RYDUŁTOWY 14 czerwca w Rydułtowskim Centrum Kultury odbyło się podsumowanie realizowanego przez stowarzyszenie Moje Miasto projektu „Starość nie radość, ale nie dla Ciebie Seniorze!!!”, w ramach którego w Rydułtowach odbywały się bezpłatne kursy komputerowe, językowe oraz zajęcia rękodzielnicze. – Celem projektu finansowanego ze środków Ministerstwa Pracy i Polityki Społecznej była poprawa jakości i poziomu życia osób starszych oraz zagospodarowanie ich potencjału poprzez zwiększenie aktywności społecznej. Efekt przerósł nasze oczekiwania. Od 2008 roku przeszkoliliśmy aż 600 seniorów, i to nie tylko mieszkańców Rydułtów. Środki finansowe, jakie się z tym wiązały, to 150 tys. zł – podkreślił prezes stowarzyszenia Moje Miasto, Marek Wystyrk i zapowiedział dalsze działania. – Nie spoczniemy na laurach, ale zaprosimy was do dalszej współpracy. Od września rozpoczynamy kursy pierwszej pomocy przedmedycznej. Zostanie przeszkolonych 60 osób. Rekrutacja podczas wakacji. Będziemy też kontynuowali kursy komputerowe – dodał.
Promowanie efektów
W uroczystości wziął udział wiceminister rozwoju regionalnego, Adam Zdziebło. – Ten projekt pokazuje, że potraficie precyzyjnie artykułować swoje oczekiwania. Swoją obecnością pokazujecie, że chociaż projekt się skończył, to chcecie nadal go realizować i promować jego efekty. Dla organizacji pozarządowej to prawdziwa nagroda – zaznaczył wiceminister, który wraz z prezesem Wystyrkiem wręczył uczestnikom zajęć specjalne certyfikaty.

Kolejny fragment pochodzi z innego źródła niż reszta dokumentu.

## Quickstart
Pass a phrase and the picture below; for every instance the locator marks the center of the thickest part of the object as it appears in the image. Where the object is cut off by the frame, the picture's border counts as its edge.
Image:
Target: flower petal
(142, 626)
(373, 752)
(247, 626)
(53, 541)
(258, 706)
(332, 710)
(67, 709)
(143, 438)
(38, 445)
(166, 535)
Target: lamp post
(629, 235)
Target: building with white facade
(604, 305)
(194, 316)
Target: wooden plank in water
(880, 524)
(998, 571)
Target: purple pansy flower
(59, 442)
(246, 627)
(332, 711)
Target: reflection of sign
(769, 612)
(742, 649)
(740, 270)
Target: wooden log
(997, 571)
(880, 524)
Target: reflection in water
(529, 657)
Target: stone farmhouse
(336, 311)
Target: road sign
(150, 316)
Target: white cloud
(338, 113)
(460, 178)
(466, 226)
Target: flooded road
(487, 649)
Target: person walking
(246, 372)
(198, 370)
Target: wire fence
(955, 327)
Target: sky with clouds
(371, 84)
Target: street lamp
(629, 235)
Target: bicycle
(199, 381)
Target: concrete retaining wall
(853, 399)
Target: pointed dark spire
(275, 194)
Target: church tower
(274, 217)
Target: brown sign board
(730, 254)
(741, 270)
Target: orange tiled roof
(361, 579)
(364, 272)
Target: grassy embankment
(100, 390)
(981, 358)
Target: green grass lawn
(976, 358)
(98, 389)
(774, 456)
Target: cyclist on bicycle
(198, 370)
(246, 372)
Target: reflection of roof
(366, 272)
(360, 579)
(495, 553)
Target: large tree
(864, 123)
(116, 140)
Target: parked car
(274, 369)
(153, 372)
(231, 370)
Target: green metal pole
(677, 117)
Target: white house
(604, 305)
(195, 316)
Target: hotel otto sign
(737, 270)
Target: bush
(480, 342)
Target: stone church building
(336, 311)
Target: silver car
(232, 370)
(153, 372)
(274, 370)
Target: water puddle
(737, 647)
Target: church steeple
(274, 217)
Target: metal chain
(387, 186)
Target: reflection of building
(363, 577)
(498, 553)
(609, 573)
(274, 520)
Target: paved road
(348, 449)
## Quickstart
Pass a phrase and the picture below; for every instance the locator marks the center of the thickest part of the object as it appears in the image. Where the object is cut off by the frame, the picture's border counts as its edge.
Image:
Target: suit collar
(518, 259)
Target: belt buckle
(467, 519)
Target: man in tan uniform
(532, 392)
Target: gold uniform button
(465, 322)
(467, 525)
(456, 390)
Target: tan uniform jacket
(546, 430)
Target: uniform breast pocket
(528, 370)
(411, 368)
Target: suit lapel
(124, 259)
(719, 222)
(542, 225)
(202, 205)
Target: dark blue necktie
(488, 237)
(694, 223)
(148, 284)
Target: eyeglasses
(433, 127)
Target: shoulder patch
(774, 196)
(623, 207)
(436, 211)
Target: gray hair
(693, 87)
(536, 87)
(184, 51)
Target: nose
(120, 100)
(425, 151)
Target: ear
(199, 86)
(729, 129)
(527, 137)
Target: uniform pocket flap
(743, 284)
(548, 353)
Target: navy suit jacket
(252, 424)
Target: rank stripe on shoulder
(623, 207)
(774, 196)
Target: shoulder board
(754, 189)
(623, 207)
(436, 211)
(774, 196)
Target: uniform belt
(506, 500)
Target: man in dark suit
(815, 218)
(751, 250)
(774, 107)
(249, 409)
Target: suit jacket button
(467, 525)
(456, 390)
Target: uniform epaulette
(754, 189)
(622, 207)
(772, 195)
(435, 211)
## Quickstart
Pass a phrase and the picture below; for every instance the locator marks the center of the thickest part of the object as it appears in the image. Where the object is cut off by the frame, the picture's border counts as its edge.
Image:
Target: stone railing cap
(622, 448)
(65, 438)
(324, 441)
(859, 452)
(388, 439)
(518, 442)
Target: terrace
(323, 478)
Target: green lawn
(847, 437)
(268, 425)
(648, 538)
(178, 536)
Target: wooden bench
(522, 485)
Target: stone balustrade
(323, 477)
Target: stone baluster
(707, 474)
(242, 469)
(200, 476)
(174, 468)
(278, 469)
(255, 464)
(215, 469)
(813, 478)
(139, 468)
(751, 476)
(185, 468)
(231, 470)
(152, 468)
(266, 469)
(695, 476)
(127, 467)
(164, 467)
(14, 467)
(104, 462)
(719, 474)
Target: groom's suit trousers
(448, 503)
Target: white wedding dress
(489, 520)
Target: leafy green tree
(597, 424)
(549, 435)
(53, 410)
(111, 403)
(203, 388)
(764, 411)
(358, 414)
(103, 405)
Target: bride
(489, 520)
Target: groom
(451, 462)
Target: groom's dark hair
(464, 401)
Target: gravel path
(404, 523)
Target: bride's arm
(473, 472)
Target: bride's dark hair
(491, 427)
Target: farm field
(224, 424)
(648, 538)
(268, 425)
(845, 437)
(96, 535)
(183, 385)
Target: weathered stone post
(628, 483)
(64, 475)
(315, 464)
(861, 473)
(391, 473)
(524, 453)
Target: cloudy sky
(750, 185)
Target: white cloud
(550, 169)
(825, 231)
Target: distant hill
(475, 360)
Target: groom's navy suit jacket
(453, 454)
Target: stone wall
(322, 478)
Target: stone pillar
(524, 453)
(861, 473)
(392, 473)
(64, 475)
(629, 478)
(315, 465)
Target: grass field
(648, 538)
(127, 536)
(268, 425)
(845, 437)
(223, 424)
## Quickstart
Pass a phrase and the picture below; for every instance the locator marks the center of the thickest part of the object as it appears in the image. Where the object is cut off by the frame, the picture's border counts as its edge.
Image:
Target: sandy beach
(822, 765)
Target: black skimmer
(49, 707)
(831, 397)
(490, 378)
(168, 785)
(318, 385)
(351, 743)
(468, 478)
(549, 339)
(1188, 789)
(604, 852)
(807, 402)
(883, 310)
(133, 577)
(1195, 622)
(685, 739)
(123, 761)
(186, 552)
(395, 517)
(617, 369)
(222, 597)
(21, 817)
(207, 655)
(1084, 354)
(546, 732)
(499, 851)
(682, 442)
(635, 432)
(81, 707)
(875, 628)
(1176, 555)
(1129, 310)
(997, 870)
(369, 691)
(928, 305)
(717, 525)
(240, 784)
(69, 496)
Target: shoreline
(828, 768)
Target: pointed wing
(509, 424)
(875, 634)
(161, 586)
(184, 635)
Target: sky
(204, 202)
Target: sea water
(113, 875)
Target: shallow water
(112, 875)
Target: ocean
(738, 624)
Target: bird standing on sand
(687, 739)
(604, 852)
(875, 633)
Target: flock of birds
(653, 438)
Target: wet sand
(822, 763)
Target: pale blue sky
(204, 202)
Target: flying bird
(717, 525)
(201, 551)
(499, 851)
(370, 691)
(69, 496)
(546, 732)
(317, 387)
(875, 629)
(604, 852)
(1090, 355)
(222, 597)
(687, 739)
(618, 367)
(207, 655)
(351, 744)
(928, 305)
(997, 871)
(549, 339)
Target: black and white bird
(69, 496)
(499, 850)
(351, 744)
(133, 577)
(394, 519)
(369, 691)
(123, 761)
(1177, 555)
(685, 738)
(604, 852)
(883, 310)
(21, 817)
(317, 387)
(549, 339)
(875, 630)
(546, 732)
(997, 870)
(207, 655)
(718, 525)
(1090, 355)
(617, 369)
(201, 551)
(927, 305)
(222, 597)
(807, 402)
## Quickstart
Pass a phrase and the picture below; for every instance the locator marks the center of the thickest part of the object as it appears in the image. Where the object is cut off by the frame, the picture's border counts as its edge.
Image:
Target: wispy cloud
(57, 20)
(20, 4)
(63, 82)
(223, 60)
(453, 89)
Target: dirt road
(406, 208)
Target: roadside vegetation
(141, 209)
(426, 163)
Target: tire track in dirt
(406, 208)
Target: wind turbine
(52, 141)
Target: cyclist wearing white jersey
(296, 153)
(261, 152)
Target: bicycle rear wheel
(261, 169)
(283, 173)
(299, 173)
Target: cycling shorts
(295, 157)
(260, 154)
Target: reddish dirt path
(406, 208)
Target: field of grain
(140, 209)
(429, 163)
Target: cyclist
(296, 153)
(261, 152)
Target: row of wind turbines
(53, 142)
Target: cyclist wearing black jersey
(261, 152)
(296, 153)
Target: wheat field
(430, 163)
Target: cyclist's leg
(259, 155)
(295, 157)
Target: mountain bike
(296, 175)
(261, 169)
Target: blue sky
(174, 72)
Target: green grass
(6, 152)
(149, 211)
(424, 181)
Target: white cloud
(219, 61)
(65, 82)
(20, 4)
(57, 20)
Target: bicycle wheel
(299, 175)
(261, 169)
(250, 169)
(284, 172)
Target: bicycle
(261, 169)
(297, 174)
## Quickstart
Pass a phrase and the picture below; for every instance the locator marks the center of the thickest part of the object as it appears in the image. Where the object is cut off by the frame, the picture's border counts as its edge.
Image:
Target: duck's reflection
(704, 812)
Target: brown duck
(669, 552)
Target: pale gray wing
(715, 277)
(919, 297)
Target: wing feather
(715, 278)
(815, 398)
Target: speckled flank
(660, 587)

Komputer nie taki straszny
Jak podkreślali seniorzy, wiedza zdobyta podczas kursów jest nieoceniona. – Okazuje się, że komputer nie taki straszny, a przydaje się każdego dnia. Przeglądam portale informacyjne, żeby sprawdzić co dzieje się na świecie i przede wszystkim szukam przepisów kulinarnych. Książka kucharska nie jest mi już potrzebna. Gotuję, piekę z internetem i jestem bardzo zadowolona – cieszyła się Ruta Nitner, którą do udziału namówiła koleżanka, Aniela Profaska. – Mi z kolei o kursach powiedziała sąsiadka, która usłyszała w kościele. Stwierdziłam, że trzeba skorzystać, tym bardziej, że za darmo. Teraz nie tylko robię przelewy przez internet, ale też wysyłam życzenia pocztą elektroniczną i rozmawiam z bratem z Niemiec przez skype’a – wylicza.
Projekt „Starość nie radość, ale nie dla Ciebie Seniorze!!!” był realizowany w ramach Rządowego Programu na Rzecz Aktywności Osób Starszych na lata 2012– 2013. Jego wartość wyniosła ponad 111 tys. zł.